At Central Adelaide Local Health Network, our staff provide world-class care for patients.

But patients also know their bodies, and can – along with their carers – improve understanding of their health.

CALHN’s Escalation of Care service is in place as a safeguard for patients and staff to ensure severe medical deterioration is recognised and treated in a timely way.

Escalation of Care provides an easy pathway for patients and carers to alert medical staff when a patient’s condition changes rapidly, or concerns continue.

The service is a series of steps for patients and carers to follow, including now a new direct phone number to call.

Steps to follow if you're worried about medical deterioration in yourself or someone you care for.

CALHN’s Escalation of Care service offers pathways for consumers and staff to escalate concerns about medical deterioration.

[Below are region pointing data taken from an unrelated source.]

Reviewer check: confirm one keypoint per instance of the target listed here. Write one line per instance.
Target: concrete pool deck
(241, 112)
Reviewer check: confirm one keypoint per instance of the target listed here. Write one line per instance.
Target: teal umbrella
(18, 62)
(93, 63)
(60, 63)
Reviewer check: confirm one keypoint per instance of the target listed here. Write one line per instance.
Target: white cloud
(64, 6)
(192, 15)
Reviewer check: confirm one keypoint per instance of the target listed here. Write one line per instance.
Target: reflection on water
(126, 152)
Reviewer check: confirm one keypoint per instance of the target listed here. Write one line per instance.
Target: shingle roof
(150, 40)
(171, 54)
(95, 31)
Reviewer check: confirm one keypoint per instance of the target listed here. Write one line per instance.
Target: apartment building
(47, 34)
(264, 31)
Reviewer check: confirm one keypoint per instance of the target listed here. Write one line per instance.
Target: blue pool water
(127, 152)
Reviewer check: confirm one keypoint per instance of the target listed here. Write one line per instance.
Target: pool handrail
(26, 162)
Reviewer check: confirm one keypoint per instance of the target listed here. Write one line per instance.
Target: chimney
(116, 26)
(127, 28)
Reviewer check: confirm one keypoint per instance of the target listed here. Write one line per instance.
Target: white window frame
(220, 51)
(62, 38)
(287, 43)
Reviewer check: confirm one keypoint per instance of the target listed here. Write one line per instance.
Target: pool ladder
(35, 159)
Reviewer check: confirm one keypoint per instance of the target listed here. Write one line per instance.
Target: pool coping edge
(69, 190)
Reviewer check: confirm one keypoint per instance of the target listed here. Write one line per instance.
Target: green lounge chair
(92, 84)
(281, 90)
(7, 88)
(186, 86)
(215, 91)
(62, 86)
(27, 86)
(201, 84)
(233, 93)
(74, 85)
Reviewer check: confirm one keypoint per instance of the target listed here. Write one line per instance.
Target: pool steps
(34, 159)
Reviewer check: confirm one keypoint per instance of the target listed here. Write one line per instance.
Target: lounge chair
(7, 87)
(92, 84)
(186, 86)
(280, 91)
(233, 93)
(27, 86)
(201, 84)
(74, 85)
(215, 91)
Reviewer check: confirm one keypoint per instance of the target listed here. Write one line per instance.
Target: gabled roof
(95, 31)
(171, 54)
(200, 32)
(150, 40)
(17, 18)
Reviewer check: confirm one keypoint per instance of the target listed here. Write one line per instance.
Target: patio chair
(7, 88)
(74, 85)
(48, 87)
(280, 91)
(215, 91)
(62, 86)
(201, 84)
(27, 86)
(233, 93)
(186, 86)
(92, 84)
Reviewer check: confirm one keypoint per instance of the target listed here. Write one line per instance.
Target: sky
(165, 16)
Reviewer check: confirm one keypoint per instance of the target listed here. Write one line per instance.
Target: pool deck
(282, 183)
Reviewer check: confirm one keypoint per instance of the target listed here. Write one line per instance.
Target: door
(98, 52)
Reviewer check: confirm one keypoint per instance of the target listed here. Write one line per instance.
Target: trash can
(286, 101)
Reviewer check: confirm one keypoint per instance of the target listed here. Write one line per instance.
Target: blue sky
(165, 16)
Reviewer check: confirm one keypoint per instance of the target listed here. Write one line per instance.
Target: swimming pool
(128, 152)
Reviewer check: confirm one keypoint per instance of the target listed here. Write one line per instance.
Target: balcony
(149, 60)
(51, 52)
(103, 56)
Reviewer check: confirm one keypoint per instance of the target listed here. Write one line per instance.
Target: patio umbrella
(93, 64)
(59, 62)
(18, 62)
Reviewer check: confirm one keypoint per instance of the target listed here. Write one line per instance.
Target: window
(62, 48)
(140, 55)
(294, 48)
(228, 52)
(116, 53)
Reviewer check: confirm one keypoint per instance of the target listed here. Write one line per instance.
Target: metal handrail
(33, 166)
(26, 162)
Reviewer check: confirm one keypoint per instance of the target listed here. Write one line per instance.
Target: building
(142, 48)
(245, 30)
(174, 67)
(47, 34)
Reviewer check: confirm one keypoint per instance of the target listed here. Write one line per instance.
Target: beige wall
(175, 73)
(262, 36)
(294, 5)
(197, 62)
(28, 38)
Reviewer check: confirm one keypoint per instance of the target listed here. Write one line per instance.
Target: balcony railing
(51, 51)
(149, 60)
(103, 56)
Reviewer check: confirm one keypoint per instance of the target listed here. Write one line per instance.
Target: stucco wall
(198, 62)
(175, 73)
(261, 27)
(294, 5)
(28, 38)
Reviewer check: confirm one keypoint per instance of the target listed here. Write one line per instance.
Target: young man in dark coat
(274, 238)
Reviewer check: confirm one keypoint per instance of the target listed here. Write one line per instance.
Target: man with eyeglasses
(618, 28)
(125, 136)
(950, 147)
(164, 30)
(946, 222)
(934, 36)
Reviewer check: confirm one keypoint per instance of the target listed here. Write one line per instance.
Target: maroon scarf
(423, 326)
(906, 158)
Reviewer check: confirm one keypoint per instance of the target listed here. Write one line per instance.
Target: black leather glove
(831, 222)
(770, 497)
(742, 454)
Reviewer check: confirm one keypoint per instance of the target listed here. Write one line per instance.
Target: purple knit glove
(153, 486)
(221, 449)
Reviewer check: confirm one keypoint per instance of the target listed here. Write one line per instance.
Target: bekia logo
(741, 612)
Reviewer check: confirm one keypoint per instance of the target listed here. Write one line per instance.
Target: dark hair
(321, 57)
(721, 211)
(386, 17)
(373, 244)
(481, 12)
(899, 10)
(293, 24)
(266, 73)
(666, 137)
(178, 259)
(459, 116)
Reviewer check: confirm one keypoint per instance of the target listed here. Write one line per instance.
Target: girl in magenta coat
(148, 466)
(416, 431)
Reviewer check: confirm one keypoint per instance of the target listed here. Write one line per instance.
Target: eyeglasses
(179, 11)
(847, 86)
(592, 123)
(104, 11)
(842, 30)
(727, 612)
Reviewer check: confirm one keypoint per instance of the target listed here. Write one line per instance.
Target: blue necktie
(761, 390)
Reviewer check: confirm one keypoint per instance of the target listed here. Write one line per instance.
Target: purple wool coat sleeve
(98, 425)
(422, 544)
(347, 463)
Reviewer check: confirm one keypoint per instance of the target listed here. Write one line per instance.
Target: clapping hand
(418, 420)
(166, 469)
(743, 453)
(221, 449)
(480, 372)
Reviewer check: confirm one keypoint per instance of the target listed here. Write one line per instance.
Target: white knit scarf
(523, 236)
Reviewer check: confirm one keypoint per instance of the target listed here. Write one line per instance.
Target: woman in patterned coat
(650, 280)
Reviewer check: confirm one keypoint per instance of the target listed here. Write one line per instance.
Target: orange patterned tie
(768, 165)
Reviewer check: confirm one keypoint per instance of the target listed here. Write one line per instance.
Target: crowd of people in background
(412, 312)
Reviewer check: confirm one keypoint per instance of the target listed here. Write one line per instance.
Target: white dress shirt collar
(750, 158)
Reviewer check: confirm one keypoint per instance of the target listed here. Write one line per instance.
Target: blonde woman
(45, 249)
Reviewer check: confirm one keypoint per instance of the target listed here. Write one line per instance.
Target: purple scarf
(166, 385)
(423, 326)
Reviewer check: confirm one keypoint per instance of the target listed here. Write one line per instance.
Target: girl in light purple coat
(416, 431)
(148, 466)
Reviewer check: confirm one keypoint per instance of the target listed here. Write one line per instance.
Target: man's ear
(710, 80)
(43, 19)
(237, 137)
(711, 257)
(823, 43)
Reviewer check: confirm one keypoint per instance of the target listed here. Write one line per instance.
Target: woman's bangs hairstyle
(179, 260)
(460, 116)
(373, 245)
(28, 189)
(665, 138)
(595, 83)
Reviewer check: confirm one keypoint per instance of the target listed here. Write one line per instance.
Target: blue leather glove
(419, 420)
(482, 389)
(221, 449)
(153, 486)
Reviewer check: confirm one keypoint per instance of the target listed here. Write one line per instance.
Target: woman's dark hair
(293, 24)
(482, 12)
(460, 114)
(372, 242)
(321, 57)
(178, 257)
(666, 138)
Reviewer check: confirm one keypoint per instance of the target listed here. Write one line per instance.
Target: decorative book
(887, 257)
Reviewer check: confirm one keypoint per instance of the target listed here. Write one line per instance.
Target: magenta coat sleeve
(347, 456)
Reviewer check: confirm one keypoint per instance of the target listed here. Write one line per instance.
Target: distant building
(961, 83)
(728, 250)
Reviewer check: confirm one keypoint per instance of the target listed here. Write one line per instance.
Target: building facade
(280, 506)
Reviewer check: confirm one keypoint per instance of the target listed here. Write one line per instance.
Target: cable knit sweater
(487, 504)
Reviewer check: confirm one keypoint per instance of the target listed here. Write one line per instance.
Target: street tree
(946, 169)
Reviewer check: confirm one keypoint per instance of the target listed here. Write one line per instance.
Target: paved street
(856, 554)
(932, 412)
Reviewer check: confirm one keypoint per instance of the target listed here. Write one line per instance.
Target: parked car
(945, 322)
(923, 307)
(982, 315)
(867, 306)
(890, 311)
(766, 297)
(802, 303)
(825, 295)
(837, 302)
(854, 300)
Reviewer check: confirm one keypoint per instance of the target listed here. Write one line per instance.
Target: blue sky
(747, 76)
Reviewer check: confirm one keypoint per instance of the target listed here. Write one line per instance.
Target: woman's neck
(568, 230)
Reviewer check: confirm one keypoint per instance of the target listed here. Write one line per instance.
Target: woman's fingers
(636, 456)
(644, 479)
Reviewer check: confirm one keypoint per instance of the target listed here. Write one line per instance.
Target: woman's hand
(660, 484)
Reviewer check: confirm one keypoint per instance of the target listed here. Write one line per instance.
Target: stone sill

An avenue to voice your concerns

Intensive care consultant Associate Professor Arthas Flabouris is a member of the CALHN Priority Care Committee for recognising and responding to acute deterioration.

A/Prof Flabouris explained that when patients are admitted to hospital, careful monitoring of their vital signs – such as blood pressure, pulse, breathing, temperature, oxygen, as well as conscious and mental state – helps nurses and doctors monitor patient progress and detect medical deterioration.

But patients and families can play an active role too.

“As clinicians we are also reliant on patients or their carers informing us if they feel that they, or the patient they care for, has deteriorated,” said A/Prof Flabouris.


“If that circumstance arises, concerns can be voiced to the ward staff or via the dedicated phone number specifically set up for this purpose, 1800 111 333.”

A/Prof Flabouris said CALHN’s Escalation of Care service is well-established, innovative, informed by consumers and well-received by both clinicians and patients.

“The Escalation of Care service has been shown to save lives and prevent other serious adverse events.”

Meeting the needs of patients

Healthcare consumer advocates Brooke and Judith helped shape the Escalation of Care service to ensure it meets the needs of patients and their carers.

“Consumer Escalation of Care allows patients and their family members to partner with clinicians and be fully engaged in their own care,” said Brooke.


“We’re making sure the process is easy to follow, not too lengthy and accessible for everyone.”


“My biggest motivator is to improve healthcare services for people who come through after me.”

Judith became involved as a consumer representative after her own experiences as a patient at the RAH and TQEH.

“As a consumer representative, I see myself partly as a support and as a witness to things,” Judith said.


“Each patient is an individual and needs to be listened to.”

Judith said Escalation of Care is an important layer in quality hospital care.

“The Escalation of Care service is there as a backup.”


“Your first port of call should be a nurse or doctor — but sometimes it’s the person who knows the patient best who can see if something isn’t quite right.”

Working together

Escalation of Care recognises that patients, family and carers often recognise subtle changes in themselves or their loved one’s clinical condition. It aims to support patients, their families and carers, who might be worried about a deterioration in their clinical condition with a way to voice and escalate their concerns.

“If you are concerned about a sudden deterioration in your clinical or mental state, it is important that you tell us,” A/Prof Flabouris said.


“Hearing from you will help inform us to better care for your needsit’s always better if we work together with you so as to attempt to achieve your goals of care.”


“If at anytime you feel you are not being listened to do not hesitate to ask staff to further escalate your concerns, or for you to escalate them yourself — the Escalation of Care service is your avenue to do so.”